- Genre: variety
- Written by: John Aylesworth Frank Peppiatt
- Directed by: Norman Campbell
- Presented by: Rick Campbell
- Narrated by: Mike Darrow
- Country of origin: Canada
- Original language: English
- No. of seasons: 1

Production
- Producers: Norman Jewison John Aylesworth Frank Peppiatt
- Running time: 30–60 minutes

Original release
- Network: CBC Television
- Release: 2 January 1952 – 3 July 1953

= After Hours (Canadian TV series) =

Canadian variety television series

After Hours was a Canadian variety television series which aired on CBC Television in 1953.

The series was an early career effort by John Aylesworth and Frank Peppiatt who later produced Hee Haw.

==Premise==

After Hours combined humour sketches with a series of music short films. The music films were produced in the United States by Lou Snader and purchased by CBC Television prior to the network's initial broadcasts. The music films, which resembled music videos, featured songs by performers such as Charlie Barnet, Cab Calloway, Nat King Cole, Duke Ellington, Lionel Hampton, Peggy Lee, George Shearing and Mel Tormé.

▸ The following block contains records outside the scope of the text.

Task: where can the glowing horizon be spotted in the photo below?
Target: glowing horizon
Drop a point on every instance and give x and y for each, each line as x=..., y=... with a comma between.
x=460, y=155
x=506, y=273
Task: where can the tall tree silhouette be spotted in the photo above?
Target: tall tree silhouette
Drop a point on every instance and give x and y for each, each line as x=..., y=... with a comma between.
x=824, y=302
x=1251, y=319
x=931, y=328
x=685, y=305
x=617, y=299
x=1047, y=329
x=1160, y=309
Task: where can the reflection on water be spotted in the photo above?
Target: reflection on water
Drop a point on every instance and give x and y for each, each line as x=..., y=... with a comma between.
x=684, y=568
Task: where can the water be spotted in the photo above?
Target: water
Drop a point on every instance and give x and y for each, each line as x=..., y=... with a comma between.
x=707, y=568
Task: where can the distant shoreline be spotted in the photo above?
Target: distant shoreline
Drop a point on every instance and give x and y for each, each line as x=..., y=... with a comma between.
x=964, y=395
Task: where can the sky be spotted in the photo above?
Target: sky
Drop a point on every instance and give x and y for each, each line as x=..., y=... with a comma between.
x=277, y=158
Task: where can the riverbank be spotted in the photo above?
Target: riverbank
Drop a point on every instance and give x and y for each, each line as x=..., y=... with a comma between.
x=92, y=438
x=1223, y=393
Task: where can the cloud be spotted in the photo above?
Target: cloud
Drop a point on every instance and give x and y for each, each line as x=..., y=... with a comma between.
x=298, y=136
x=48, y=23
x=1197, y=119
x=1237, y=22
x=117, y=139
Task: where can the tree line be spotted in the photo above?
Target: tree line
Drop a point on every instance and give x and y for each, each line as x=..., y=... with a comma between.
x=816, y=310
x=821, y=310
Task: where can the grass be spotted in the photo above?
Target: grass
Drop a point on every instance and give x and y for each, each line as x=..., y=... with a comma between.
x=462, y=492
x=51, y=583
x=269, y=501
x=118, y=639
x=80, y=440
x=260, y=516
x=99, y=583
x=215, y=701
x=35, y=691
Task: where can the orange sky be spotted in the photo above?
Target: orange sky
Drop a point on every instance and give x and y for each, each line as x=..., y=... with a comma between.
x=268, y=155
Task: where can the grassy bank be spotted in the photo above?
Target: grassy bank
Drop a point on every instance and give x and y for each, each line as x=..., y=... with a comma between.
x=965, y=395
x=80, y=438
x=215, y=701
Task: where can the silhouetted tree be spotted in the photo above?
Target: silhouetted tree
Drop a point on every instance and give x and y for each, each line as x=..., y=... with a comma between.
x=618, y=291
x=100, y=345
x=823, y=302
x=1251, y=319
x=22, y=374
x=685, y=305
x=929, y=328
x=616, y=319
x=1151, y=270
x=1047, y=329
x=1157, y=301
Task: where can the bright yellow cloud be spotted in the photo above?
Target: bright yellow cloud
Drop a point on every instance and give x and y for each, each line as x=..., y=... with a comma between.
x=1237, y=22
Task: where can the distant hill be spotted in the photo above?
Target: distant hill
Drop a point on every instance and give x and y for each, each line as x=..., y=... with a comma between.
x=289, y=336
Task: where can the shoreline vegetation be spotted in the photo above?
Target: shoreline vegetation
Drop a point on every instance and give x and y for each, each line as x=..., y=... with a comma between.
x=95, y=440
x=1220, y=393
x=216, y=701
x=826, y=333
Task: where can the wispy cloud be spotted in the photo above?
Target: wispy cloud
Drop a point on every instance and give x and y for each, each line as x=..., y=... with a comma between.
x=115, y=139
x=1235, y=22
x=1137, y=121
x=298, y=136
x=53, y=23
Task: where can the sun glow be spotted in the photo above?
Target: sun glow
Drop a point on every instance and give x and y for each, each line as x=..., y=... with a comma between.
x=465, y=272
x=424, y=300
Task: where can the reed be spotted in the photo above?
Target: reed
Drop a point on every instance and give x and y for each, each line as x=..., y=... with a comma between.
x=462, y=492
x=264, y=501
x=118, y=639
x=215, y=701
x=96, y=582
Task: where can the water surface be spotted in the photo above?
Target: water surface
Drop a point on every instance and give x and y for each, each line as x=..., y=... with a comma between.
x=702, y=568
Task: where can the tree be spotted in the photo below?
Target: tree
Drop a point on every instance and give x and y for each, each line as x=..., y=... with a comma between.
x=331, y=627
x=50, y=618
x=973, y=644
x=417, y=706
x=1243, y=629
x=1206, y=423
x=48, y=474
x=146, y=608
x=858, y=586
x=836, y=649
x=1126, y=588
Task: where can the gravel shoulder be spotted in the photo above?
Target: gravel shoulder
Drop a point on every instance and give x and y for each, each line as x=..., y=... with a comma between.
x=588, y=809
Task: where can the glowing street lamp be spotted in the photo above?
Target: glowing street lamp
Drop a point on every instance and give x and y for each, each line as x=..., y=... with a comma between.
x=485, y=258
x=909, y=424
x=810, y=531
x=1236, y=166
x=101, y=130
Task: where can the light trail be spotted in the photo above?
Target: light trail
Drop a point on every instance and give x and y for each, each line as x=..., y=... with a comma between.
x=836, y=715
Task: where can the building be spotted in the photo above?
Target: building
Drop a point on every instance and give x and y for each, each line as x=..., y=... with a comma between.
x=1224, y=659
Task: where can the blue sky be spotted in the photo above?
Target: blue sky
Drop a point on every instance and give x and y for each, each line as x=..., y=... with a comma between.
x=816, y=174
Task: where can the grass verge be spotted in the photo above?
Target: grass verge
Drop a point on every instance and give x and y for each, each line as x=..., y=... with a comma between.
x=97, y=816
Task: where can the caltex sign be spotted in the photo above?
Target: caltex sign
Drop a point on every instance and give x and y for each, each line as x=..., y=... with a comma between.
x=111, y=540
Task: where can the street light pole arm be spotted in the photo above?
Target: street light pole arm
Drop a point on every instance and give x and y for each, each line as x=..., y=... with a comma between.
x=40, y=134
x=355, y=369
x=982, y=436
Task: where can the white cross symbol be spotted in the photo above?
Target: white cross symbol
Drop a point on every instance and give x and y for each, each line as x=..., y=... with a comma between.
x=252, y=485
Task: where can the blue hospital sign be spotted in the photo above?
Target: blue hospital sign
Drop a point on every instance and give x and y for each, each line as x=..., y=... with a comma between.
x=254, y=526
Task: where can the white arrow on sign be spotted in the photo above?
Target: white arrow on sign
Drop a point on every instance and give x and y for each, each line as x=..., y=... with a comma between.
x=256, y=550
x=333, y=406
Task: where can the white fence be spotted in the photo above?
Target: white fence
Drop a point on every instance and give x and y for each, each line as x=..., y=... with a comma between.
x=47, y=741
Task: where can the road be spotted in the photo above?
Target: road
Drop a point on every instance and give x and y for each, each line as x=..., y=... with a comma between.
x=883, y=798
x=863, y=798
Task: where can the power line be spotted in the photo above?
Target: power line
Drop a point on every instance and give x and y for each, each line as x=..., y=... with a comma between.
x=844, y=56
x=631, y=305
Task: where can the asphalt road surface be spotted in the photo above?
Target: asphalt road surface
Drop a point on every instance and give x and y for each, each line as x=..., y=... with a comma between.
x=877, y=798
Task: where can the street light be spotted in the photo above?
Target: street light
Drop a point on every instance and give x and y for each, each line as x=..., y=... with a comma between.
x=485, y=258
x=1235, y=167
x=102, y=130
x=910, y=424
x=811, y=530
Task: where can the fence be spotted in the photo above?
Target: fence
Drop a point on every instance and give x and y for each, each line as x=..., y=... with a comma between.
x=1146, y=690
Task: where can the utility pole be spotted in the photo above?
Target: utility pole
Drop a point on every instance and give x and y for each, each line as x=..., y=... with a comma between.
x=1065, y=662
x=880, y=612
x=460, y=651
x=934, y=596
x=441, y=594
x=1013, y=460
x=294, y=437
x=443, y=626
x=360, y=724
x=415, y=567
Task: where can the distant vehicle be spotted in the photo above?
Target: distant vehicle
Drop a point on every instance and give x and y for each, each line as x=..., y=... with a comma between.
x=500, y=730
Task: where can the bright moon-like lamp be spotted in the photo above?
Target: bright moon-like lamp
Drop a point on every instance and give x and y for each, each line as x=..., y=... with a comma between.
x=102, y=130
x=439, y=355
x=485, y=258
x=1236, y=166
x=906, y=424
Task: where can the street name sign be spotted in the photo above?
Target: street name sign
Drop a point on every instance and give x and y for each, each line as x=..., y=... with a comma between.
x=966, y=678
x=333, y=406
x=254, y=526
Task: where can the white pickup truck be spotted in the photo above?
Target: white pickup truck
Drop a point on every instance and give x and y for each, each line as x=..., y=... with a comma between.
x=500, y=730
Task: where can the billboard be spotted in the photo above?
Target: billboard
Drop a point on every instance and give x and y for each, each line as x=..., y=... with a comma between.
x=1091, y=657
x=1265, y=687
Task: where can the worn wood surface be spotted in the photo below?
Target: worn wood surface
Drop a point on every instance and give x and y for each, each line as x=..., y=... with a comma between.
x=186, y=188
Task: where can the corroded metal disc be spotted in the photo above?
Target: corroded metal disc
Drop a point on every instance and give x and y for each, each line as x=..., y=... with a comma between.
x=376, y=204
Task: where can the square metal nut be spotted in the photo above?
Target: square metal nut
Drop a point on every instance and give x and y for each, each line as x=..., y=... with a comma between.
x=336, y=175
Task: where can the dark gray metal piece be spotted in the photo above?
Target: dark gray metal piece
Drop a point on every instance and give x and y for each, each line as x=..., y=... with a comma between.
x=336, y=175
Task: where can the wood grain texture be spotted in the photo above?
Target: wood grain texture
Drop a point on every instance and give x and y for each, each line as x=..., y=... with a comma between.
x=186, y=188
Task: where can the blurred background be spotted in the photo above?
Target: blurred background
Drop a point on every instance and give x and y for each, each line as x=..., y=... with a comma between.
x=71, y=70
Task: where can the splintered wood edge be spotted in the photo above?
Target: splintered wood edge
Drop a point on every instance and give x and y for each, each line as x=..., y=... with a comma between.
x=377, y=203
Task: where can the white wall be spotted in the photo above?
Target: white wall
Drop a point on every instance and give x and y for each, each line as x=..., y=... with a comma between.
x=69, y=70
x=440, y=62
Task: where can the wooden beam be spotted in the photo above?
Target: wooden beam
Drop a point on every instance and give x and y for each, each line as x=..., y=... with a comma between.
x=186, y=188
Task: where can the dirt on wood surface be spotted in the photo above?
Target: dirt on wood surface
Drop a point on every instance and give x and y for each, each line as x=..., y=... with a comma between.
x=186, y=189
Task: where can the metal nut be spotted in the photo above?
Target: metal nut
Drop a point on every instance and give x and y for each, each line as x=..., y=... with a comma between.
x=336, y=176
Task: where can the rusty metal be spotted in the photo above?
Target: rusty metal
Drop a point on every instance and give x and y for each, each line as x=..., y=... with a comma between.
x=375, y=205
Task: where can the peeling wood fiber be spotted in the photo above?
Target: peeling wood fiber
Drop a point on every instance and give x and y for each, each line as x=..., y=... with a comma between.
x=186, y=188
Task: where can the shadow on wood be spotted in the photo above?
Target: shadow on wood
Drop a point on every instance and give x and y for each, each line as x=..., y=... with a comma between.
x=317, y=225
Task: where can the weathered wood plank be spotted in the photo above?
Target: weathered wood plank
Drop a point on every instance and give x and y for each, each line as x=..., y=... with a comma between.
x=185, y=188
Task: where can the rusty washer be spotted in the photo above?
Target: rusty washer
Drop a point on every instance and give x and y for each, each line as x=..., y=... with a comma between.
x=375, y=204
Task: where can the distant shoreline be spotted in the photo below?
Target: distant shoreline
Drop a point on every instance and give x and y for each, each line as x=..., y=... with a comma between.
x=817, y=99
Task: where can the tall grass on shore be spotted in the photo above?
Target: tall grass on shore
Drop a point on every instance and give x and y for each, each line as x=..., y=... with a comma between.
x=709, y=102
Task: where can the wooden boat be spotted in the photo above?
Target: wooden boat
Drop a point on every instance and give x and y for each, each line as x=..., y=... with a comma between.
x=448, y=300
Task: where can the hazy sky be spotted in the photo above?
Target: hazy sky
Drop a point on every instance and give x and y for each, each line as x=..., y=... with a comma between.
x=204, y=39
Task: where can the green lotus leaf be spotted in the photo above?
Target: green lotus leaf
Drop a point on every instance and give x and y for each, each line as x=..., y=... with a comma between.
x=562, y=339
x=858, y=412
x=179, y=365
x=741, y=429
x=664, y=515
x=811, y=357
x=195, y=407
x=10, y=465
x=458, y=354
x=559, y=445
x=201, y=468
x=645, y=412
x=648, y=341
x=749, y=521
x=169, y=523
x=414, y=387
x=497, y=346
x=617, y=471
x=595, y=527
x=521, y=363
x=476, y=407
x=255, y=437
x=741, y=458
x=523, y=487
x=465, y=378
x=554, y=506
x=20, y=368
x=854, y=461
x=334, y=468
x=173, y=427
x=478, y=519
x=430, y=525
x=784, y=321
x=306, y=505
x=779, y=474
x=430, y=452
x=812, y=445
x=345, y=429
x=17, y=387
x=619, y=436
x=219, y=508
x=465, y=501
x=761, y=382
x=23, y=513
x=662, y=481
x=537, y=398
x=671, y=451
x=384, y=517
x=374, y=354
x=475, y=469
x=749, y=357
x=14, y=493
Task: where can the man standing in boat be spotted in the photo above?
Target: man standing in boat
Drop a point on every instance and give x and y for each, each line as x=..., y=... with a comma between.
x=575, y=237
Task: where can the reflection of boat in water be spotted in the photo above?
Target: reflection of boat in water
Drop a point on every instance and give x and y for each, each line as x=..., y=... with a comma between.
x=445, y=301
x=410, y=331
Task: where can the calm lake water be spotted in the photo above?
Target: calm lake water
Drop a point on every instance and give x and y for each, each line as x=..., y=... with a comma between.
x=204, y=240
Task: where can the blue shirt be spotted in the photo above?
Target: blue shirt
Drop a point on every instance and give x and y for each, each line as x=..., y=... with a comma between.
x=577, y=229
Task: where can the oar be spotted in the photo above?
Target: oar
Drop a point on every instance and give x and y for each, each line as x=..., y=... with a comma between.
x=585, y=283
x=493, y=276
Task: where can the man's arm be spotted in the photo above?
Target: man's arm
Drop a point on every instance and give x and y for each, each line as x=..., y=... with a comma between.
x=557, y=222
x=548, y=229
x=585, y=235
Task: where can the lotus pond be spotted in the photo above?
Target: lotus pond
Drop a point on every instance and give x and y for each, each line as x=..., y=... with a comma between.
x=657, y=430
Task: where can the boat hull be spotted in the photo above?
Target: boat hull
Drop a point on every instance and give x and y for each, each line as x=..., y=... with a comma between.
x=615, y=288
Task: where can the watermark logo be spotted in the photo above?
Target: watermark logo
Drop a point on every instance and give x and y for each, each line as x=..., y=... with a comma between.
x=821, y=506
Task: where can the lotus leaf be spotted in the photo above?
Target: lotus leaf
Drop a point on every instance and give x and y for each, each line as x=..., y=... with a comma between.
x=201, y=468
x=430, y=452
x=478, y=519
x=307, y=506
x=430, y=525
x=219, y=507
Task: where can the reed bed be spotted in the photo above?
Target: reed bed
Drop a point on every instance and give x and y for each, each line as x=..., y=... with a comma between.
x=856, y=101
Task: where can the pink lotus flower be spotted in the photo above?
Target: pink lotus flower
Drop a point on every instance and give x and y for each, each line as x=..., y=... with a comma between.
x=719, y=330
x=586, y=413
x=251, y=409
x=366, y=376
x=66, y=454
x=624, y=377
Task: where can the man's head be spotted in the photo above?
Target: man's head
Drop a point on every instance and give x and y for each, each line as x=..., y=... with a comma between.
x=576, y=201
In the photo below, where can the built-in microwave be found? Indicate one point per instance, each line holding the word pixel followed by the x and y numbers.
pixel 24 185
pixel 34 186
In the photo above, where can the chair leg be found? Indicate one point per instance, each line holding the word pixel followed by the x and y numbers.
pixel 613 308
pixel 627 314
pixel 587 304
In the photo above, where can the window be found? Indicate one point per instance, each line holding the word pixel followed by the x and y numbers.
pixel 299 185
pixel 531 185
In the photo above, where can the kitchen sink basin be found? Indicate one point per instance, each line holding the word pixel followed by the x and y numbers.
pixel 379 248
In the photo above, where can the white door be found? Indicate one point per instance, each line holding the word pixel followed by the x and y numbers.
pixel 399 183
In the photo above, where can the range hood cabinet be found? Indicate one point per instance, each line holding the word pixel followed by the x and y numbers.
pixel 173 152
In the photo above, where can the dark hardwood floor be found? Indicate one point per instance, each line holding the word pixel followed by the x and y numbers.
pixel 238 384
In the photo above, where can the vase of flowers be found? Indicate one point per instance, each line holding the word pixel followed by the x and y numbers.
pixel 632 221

The series was hosted by Rick Campbell and announced by Mike Darrow. Jill Foster was a series regular as were producer/writers Aylesworth and Peppiatt. On the 16th episode, the series introduced a three-member band featuring Jack Kane (clarinet), Rudi Toth (piano) and Johnny Niosi (drums) who performed in front of a backdrop painting of sixteen musicians.

==Scheduling==
The series normally appeared on Fridays at 10:00 p.m. (Eastern), with some episodes airing on Tuesdays and on certain Friday evenings in April and May. Selected Friday episodes were also broadcast earlier during those months. Episodes were hour-long from the 2 January debut until 10 April after which a half-hour format was adopted. The final episode was broadcast on 3 July 1953.